Purplicious is a cultivar from the Swan Island dahlia farm located in the coastal town of Canby in Oregon. ‘Purplicious’ is one of the many different cultivars you can find from Swan Island’s offerings.

It has stunning purple petals, and they grow to about 3-4 feet in height. Their blooms are a dark purple, and they will bloom in summer, well into early fall.

‘Rocco’

'Rocco'
‘Rocco’ is a shade-loving variety that produces perfectly round pom-poms with fluffy red wine-colored petals.
Scientific Name: Dahlia ‘Rocco’
  • ​​Plant Type: Perennial
  • Geographic Origin: Holland
  • Plant Size: 2’-3’
  • Sun Exposure: Full sun, partial shade
  • Plant Zone: 3-10

The Rocco Dahlia is the best choice if you want a unique flower to bring a whimsical element to your garden.

These blossoms look like perfectly circular pom poms with fluffy petals that create a voluptuous appearance. They have a rich red wine color and sometimes a light yellow center, which is a favorable contrast for many.

Unlike most varieties, these don’t want constant, full sun. So if you have a shady garden, these will still thrive. These blossoms are common in flower arrangements because of their striking appearance and charming purple color.

‘Striped Ambition’

'Striped Ambition'
‘Striped Ambition’ has bright purple flowers with purple stripes along the petals.
Scientific Name: Dahlia ‘Striped Ambition’
  • ​​Plant Type: Perennial
  • Geographic Origin: North America
  • Plant Size: 4’
  • Sun Exposure: Full sun
  • Plant Zone: 3-10

As the common name suggests, ‘Striped Ambition’ has stripes of purple along its pointy petals. This blossom looks like a bright purple sea urchin with velvety petals.

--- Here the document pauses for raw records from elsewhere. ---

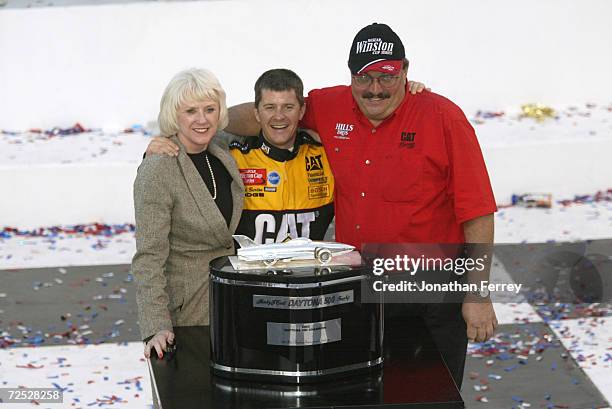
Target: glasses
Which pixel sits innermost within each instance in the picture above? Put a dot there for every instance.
(385, 80)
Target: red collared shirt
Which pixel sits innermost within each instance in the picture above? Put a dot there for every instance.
(415, 178)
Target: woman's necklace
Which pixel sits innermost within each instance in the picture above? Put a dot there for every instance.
(212, 175)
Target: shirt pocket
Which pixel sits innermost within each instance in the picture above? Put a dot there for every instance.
(404, 181)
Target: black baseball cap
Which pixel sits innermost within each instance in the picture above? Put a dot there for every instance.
(372, 45)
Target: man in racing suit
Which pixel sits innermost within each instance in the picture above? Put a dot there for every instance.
(288, 181)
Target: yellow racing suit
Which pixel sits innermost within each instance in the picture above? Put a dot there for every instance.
(288, 193)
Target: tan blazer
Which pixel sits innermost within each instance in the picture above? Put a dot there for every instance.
(179, 230)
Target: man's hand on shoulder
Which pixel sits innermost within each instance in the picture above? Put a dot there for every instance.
(415, 87)
(162, 146)
(313, 134)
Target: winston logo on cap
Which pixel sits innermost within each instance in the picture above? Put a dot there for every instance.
(375, 46)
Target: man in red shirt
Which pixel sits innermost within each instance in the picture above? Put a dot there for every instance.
(408, 169)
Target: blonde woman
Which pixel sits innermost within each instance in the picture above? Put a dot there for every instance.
(187, 208)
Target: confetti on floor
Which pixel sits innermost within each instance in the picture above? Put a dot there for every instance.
(89, 375)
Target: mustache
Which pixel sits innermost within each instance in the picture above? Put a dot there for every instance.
(381, 95)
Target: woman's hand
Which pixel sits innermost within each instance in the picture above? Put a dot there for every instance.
(162, 146)
(160, 342)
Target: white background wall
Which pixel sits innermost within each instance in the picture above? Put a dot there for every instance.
(107, 65)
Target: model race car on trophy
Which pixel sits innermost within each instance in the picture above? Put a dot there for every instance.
(300, 248)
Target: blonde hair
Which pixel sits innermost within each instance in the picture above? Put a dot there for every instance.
(194, 84)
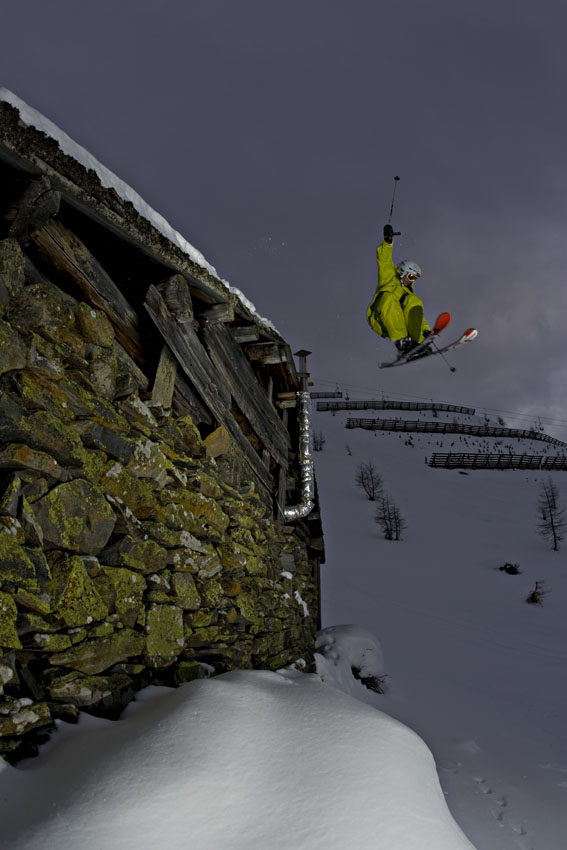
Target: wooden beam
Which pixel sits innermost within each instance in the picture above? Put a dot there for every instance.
(245, 333)
(267, 353)
(130, 378)
(232, 363)
(222, 312)
(194, 360)
(177, 297)
(36, 205)
(59, 247)
(164, 383)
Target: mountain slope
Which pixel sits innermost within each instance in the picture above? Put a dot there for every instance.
(479, 674)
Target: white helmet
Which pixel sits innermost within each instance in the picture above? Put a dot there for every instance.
(409, 267)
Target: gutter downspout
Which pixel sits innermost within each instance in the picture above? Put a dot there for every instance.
(307, 504)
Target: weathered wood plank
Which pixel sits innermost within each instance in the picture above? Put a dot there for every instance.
(130, 378)
(194, 361)
(248, 394)
(219, 313)
(36, 205)
(267, 352)
(176, 294)
(65, 251)
(164, 383)
(245, 333)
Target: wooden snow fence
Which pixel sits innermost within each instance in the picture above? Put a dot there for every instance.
(416, 425)
(464, 460)
(373, 404)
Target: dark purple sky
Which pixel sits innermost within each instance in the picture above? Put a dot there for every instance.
(268, 132)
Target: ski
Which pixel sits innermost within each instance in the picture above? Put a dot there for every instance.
(422, 350)
(440, 324)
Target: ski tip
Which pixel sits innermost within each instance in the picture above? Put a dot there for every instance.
(441, 321)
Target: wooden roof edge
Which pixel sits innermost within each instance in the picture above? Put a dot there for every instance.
(33, 152)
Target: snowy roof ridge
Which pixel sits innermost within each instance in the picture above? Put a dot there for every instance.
(33, 118)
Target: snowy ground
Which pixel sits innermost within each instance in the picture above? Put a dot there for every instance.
(479, 674)
(294, 762)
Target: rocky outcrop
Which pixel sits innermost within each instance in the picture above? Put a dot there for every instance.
(126, 556)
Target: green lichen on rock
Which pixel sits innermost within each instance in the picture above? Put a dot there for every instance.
(95, 656)
(16, 566)
(48, 432)
(148, 461)
(76, 601)
(186, 593)
(51, 642)
(26, 718)
(13, 353)
(144, 556)
(8, 615)
(234, 556)
(201, 506)
(86, 691)
(127, 593)
(136, 493)
(94, 325)
(164, 635)
(190, 436)
(186, 671)
(75, 516)
(213, 593)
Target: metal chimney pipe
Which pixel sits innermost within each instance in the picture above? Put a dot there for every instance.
(306, 504)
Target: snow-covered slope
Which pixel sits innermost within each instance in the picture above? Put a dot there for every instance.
(479, 674)
(296, 762)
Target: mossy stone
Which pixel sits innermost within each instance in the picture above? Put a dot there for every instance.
(95, 656)
(144, 556)
(164, 635)
(137, 494)
(76, 601)
(128, 590)
(52, 642)
(25, 719)
(190, 436)
(75, 516)
(86, 691)
(213, 593)
(186, 593)
(186, 671)
(233, 556)
(13, 353)
(94, 325)
(8, 615)
(16, 566)
(20, 456)
(148, 461)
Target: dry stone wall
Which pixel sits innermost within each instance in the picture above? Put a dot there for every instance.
(126, 557)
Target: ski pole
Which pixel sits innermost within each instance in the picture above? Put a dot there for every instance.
(396, 180)
(452, 368)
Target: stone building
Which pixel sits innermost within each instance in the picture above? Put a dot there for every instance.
(158, 513)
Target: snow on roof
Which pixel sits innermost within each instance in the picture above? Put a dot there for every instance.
(109, 180)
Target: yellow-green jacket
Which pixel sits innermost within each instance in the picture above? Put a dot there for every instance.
(396, 311)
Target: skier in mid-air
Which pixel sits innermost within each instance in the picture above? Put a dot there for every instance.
(396, 312)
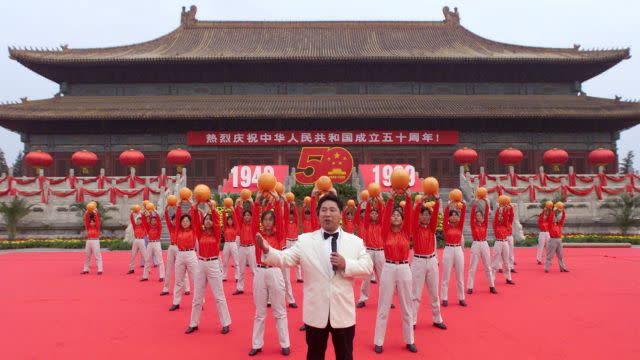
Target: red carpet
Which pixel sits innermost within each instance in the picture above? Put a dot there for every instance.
(49, 311)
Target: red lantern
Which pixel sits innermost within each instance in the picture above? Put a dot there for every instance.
(465, 156)
(510, 157)
(179, 158)
(602, 157)
(555, 158)
(84, 160)
(131, 158)
(38, 159)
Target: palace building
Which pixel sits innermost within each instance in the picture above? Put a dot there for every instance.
(235, 92)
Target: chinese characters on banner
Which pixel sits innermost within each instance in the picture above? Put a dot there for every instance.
(293, 138)
(334, 162)
(246, 176)
(381, 174)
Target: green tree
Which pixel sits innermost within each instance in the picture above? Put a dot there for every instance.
(625, 209)
(13, 212)
(626, 165)
(3, 163)
(18, 164)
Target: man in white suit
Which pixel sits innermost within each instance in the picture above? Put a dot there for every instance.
(331, 260)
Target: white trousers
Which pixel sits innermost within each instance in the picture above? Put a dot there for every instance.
(480, 250)
(154, 248)
(230, 249)
(92, 246)
(500, 256)
(453, 257)
(425, 271)
(543, 239)
(171, 261)
(268, 284)
(377, 256)
(186, 262)
(291, 243)
(554, 248)
(138, 247)
(394, 277)
(246, 255)
(209, 272)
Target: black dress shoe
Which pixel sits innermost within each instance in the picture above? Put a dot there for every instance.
(440, 326)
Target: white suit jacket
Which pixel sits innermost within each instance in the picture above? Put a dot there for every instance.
(327, 296)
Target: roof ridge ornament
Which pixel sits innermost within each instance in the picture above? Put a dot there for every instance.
(188, 18)
(451, 16)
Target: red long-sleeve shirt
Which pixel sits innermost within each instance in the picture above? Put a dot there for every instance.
(277, 238)
(153, 231)
(396, 243)
(500, 223)
(453, 233)
(424, 236)
(555, 227)
(372, 232)
(479, 230)
(209, 239)
(138, 230)
(292, 225)
(171, 226)
(543, 225)
(93, 232)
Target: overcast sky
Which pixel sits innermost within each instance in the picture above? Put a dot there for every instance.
(549, 23)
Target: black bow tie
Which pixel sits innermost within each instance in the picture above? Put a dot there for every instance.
(334, 235)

It sticks out even among other stunning plants, so it’s a perfect statement flower to have in your garden or place in your front yard. Many people love the deep purple Dahlias, but if you want something more bright and cheery, this variety is both noticeable and joyful.

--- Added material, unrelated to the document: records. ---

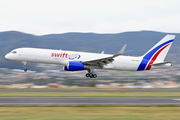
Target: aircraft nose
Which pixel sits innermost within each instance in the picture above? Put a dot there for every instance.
(7, 56)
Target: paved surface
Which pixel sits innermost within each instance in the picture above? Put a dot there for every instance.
(89, 90)
(19, 101)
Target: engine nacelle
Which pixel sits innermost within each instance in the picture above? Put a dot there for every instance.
(75, 66)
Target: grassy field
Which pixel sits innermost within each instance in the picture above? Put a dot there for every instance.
(89, 113)
(89, 94)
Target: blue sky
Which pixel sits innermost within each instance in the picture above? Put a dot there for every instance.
(41, 17)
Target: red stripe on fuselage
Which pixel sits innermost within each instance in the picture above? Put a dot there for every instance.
(154, 57)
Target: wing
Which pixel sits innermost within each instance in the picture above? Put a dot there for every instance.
(104, 61)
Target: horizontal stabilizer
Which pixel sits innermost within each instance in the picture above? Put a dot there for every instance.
(121, 51)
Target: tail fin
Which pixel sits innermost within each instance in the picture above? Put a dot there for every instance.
(156, 53)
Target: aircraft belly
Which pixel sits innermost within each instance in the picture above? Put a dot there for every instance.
(124, 64)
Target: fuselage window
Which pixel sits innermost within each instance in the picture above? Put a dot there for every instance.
(14, 52)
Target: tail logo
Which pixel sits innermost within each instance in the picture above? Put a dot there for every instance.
(151, 56)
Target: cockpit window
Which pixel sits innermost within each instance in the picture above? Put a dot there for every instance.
(14, 52)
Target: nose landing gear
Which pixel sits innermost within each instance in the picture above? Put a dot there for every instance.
(91, 73)
(25, 63)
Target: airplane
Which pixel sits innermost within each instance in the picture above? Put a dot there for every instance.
(76, 61)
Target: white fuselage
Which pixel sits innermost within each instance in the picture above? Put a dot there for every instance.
(61, 57)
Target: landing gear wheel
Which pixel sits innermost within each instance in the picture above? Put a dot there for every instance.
(91, 75)
(94, 75)
(25, 70)
(87, 75)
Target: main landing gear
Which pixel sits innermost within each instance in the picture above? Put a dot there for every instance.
(91, 73)
(25, 63)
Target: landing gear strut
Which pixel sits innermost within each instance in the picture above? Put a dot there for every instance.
(25, 63)
(91, 73)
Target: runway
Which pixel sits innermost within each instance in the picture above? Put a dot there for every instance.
(89, 90)
(45, 101)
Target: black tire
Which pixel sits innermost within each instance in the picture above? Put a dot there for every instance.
(95, 76)
(91, 75)
(87, 75)
(25, 70)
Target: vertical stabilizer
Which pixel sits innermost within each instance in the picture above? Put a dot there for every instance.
(156, 53)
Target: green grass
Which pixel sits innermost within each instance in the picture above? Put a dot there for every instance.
(89, 113)
(89, 94)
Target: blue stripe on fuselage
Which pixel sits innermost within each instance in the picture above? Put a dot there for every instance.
(148, 56)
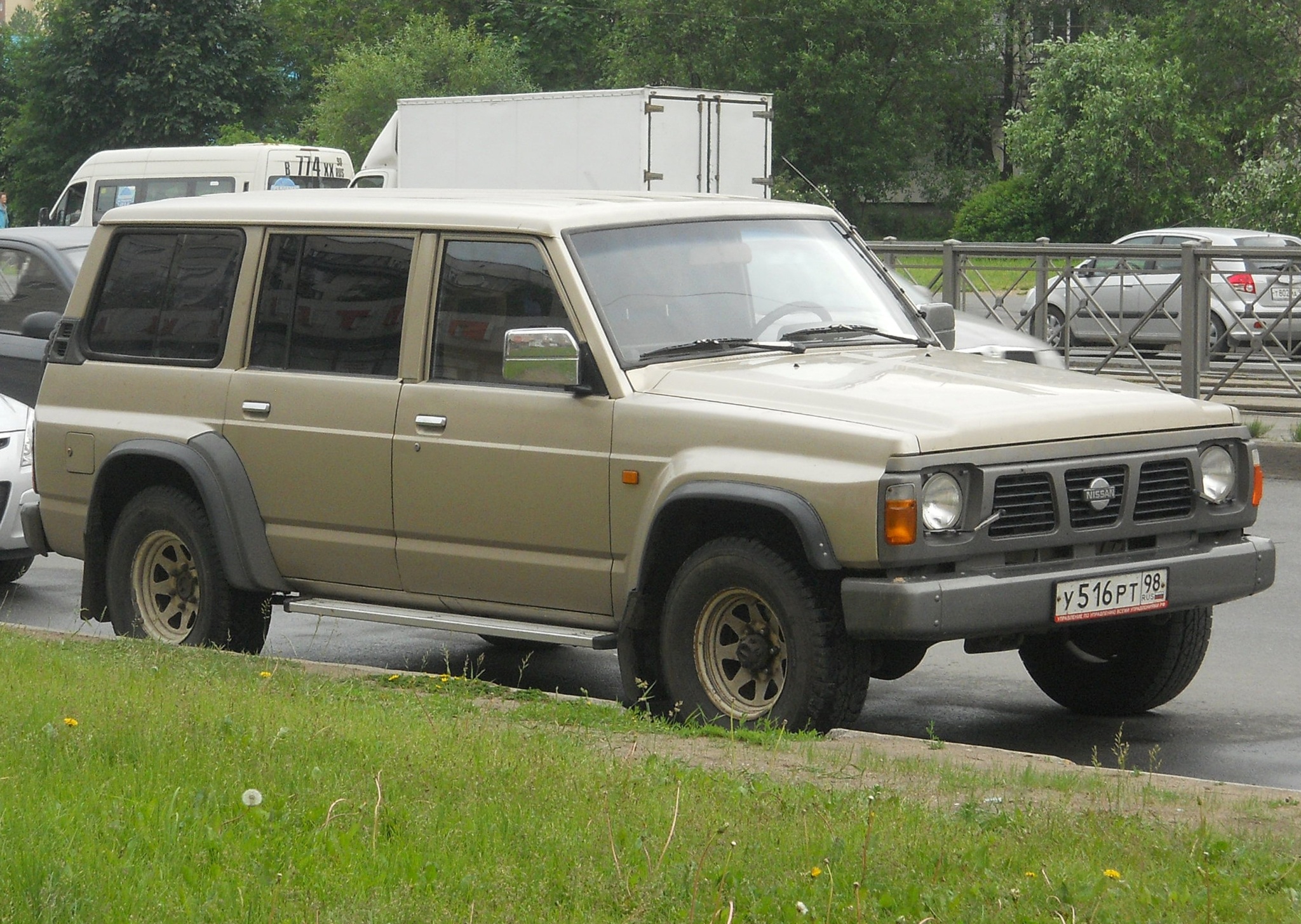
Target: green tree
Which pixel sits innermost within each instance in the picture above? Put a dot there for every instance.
(1113, 138)
(129, 73)
(560, 43)
(428, 58)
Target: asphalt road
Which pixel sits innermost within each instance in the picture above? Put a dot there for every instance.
(1240, 720)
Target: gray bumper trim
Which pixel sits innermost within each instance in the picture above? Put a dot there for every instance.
(934, 610)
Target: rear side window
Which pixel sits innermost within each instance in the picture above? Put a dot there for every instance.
(332, 304)
(167, 296)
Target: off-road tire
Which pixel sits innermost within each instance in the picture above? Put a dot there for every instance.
(1119, 668)
(816, 676)
(166, 581)
(12, 569)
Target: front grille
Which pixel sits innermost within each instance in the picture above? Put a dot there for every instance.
(1164, 491)
(1082, 513)
(1025, 503)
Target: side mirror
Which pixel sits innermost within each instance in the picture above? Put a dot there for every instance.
(39, 325)
(940, 318)
(540, 356)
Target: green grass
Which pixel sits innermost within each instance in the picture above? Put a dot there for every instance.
(418, 800)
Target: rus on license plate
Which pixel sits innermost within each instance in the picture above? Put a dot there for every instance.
(1113, 595)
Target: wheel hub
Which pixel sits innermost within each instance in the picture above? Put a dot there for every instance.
(166, 587)
(741, 653)
(755, 652)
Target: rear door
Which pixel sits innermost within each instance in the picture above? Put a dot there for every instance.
(500, 491)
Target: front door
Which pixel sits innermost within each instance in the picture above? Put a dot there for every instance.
(311, 415)
(500, 491)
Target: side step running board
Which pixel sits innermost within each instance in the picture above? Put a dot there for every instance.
(454, 622)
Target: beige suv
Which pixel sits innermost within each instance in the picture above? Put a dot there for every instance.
(710, 432)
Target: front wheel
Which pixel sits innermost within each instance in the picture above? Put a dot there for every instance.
(747, 637)
(1119, 668)
(166, 581)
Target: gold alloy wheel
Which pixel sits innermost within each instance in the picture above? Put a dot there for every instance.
(166, 586)
(741, 653)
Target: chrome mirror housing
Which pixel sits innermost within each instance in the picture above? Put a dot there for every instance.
(540, 356)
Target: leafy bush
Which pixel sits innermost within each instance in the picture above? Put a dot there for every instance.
(1264, 194)
(1112, 129)
(1009, 210)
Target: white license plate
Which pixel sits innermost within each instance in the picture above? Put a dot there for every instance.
(1113, 595)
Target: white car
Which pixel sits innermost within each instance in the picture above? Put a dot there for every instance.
(1114, 296)
(16, 420)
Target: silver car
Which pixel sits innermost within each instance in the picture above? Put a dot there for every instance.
(1112, 297)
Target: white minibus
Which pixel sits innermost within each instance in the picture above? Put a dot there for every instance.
(123, 177)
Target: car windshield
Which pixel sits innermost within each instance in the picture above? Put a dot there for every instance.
(670, 291)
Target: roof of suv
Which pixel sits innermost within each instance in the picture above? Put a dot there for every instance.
(506, 210)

Sometimes they start as a hot pink and then transform into a happy purple, so you can watch this magical change as they flower.

‘Thomas Edison’

'Thomas Edison'
‘Thomas Edison’ blooms with rich plum flowers, turning into maroon at the edges of the petals.
Scientific Name: Dahlia ‘Thomas Edison’
  • ​​Plant Type: Perennial, Annual in zones 3-7
  • Geographic Origin: United States
  • Plant Size: 3’- 4’
  • Sun Exposure: Full sun
  • Plant Zone: 3-11

‘Thomas Edison’ is one of the most popular purple varieties, but it’s unclear why the name references the famous American inventor. Nevertheless, the flower is dazzling. The petals are a rich plum color that fades on the edges to a deep maroon.

They grow tall, so making them stand out among a sea of flowers is easy. And they’re hardy flowers. They should technically grow as an annual in zones 3 through 7, but skilled gardeners can protect the bulbs from frost and keep them as perennials in less-than-ideal climates.

Final Thoughts

You can plant a Dahlia the color of your favorite wine or opt for one of the dainty purple Dahlias that make your garden whimsical and inviting. From lavender to plum and deeper purple, Dahlias come in a fabulous range of colors. Adding a few differently colored dahlias with purple blooms will help add visual interest to your garden, and give you a perennial flower you can keep for years to come.